From Oslo onwards, he advocated direct negotiations towards a two-state solution. Deeply distrustful of Prime Minister Benjamin Netanyahu, Erekat focused most of his criticism in later years on the man who would become Israel’s longest-serving leader.

In 2018, following Netanyahu’s address to the United Nations General Assembly, Erekat said, “His speech further exposes Israel’s systematic denial of our right to exist, to live in freedom and to celebrate our national identity. The reality on the ground in occupied Palestine is a manifestation of what Israel is: A colonial-apartheid state… For the Israeli government, not only the issues of Jerusalem and the Palestinian refugees are off the table, but also Palestine’s very existence.”
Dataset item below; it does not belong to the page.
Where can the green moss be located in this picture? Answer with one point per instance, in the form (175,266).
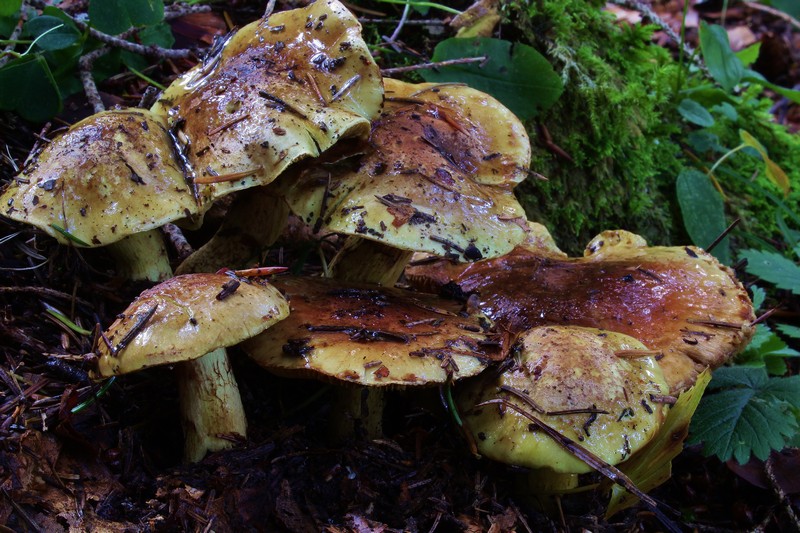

Erekat believed Netanyahu had no intention of making the concessions necessary for the creation of an independent Palestinian state, a position reinforced by the advent of US President Donald Trump. The Trump administration’s plan for Middle East peace required few concessions from the Israelis while demanding sweeping concessions from the Palestinians.

“What we hear about Jerusalem being Israel’s capital, dropping the refugee issue, security, borders, it cannot be called the Deal of the Century,” Erekat told CNN’s Becky Anderson in January. “It is the fraud and the hoax of the century.”

It was a difficult time for Erekat. Diplomats and journalists who met him in the early weeks of 2020 found him emotionally drained, reflecting on a sense of personal failure, sometimes even close to tears as he tried again to argue the Palestinian cause.

Yet despite the challenges, Erekat continued to insist on the importance of a two-state solution to the Israeli-Palestinian conflict, seeing no other paths to peace for the millions of Israelis and Palestinians across the region.

CNN’s Abeer Salman contributed to this report.